Reputation: 646
I have requirement to load about 10 million data from BigQuery to firestore every day. Which is the fastest way to do this ?
Cloud function with parallel individual writes is an option (according to the below link), but in this case, parallelizing the bigquery table would be challenge.
What is the fastest way to write a lot of documents to Firestore?
Does Dataflow works in this scenario, read and write data through Dataflow ?
Upvotes: 1
Views: 736
Reputation: 11041
Dataflow works in this case. It lets you parallelize how you read data from BigQuery and write it into Firestore.

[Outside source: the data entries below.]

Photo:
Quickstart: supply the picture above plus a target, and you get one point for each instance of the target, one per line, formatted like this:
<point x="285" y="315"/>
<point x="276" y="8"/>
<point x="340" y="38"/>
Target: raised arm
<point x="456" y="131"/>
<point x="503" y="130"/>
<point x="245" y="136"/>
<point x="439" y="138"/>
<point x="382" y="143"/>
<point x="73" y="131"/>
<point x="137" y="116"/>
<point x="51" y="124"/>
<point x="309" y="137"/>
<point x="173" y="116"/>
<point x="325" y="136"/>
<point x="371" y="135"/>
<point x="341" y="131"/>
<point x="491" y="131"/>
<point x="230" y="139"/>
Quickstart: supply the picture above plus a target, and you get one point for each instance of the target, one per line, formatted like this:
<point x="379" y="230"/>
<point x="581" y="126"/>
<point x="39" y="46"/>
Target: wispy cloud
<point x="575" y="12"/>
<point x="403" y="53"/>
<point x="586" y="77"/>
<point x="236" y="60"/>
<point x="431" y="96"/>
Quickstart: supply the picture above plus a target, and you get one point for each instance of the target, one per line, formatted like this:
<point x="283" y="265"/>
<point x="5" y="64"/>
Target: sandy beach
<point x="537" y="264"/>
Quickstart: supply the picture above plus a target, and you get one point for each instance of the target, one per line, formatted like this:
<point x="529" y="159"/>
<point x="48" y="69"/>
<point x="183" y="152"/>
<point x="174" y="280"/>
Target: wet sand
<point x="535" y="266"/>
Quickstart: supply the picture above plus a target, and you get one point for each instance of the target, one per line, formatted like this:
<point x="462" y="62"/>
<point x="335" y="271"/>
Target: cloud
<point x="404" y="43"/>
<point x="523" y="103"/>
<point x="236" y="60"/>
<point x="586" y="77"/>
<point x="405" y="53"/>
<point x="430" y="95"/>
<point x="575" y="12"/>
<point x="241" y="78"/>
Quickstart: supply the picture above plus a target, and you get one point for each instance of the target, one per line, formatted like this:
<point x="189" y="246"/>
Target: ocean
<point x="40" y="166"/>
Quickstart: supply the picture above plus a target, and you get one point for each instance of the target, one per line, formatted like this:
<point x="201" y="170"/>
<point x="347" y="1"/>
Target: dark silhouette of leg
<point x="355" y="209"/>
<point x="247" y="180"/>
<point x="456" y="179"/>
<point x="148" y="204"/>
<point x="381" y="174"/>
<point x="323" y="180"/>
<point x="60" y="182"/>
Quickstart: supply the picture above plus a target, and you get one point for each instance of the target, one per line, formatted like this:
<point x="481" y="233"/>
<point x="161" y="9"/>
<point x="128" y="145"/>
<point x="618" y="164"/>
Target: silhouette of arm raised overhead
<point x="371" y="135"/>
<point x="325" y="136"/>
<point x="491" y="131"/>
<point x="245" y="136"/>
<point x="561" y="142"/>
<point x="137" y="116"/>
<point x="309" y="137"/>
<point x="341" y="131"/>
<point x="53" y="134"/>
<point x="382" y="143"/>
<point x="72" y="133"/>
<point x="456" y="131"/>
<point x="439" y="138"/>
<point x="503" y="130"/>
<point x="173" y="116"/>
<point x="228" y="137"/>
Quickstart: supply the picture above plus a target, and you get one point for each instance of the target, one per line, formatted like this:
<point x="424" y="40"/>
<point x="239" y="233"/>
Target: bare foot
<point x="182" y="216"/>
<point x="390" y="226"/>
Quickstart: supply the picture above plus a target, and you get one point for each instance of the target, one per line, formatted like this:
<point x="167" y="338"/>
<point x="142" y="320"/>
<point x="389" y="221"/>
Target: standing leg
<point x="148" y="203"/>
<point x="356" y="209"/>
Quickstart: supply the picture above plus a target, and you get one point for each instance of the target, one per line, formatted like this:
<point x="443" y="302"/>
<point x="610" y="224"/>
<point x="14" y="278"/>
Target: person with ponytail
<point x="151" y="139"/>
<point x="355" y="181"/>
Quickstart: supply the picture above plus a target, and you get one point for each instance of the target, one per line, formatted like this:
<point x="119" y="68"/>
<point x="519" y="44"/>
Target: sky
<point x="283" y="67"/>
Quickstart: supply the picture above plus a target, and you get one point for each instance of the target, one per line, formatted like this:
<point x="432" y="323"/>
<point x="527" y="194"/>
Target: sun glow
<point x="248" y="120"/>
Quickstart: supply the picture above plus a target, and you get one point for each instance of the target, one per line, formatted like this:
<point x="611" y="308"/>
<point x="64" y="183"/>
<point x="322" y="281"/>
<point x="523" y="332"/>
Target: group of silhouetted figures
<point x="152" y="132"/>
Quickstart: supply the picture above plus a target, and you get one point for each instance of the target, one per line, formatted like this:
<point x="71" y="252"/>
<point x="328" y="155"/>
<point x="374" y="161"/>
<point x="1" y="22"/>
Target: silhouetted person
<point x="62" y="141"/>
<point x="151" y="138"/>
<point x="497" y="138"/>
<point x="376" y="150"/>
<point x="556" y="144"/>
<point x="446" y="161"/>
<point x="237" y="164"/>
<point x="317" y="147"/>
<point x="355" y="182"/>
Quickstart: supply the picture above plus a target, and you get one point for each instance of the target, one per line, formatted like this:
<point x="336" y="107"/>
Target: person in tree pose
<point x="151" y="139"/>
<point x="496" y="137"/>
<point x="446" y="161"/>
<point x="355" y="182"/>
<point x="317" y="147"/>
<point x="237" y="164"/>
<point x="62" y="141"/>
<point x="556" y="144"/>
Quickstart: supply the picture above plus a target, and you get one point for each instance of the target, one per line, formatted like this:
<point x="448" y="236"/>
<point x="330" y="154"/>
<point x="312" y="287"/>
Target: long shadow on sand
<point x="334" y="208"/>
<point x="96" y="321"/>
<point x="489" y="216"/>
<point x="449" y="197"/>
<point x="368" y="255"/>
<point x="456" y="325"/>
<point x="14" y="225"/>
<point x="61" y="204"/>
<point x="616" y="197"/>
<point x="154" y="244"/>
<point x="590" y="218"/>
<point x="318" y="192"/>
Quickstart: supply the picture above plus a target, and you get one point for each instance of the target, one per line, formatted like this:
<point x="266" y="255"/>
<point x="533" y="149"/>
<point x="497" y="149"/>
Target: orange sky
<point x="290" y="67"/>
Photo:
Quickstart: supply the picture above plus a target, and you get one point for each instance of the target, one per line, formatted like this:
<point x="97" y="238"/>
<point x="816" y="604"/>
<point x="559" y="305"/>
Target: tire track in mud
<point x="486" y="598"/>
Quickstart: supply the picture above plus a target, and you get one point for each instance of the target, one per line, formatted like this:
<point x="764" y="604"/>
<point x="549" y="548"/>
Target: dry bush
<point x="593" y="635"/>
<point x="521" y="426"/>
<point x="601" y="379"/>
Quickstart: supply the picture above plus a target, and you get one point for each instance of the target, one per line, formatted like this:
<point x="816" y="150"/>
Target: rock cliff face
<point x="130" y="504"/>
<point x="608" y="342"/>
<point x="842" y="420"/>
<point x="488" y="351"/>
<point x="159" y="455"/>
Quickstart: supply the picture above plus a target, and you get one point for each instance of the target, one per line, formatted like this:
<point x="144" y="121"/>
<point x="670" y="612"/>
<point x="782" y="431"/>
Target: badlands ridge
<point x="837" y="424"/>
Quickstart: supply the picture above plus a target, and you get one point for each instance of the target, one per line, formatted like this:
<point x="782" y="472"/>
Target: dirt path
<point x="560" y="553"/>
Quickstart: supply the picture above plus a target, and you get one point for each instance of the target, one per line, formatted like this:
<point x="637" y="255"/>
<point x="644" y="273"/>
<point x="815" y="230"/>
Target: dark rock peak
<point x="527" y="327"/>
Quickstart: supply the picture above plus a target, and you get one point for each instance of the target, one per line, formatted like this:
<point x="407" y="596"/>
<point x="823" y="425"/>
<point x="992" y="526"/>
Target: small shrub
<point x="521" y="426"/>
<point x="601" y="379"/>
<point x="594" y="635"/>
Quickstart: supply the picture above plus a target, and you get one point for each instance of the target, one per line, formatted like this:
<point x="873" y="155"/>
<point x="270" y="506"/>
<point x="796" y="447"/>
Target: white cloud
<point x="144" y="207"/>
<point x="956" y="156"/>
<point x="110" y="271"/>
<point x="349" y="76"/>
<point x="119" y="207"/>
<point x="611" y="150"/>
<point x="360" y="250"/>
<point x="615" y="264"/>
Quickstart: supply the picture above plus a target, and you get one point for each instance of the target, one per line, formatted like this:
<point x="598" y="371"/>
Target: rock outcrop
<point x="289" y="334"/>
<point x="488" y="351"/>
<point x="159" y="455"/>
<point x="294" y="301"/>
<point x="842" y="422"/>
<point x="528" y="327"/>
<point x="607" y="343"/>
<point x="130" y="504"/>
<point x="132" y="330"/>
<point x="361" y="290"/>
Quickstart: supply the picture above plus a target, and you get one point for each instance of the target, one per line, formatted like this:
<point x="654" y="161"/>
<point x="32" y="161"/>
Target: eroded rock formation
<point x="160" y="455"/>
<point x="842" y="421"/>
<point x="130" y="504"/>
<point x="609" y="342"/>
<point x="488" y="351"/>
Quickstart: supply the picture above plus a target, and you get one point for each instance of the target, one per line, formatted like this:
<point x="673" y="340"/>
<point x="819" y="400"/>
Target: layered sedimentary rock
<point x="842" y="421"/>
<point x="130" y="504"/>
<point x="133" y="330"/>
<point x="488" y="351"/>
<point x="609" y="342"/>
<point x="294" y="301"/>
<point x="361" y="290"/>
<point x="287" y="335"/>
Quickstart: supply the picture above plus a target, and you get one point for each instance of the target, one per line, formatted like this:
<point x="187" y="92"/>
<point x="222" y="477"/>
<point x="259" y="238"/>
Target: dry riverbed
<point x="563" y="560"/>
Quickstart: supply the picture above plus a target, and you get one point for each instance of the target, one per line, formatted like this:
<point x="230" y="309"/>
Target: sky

There is a work-in-progress to add a Firestore sink to Beam. It should be available for the Java SDK in Beam 2.31.0: See https://github.com/apache/beam/pull/14261
In the meantime, you may be able to roll your own: In Python it would be like so:
(p
| ReadFromBigQuery(...)
| GroupIntoBatches(50) # Batches of 50-500 elements will help with throughput
| ParDo(WriteToFirestoreDoFn())
Where you write your own WriteToFirestoreDoFn
that does something like this:
class WriteToFirestoreDoFn(DoFn):
def __init__(self, firestore_info):
self.client = None
self.firestore_info = firestore_info
def process(self, batch):
if not self.client:
self.client = firestore.Client(self.firestore_info)
self.client.write_data(batch)
This is a little pseudocody, but it should help you get started with what you want.
Upvotes: 1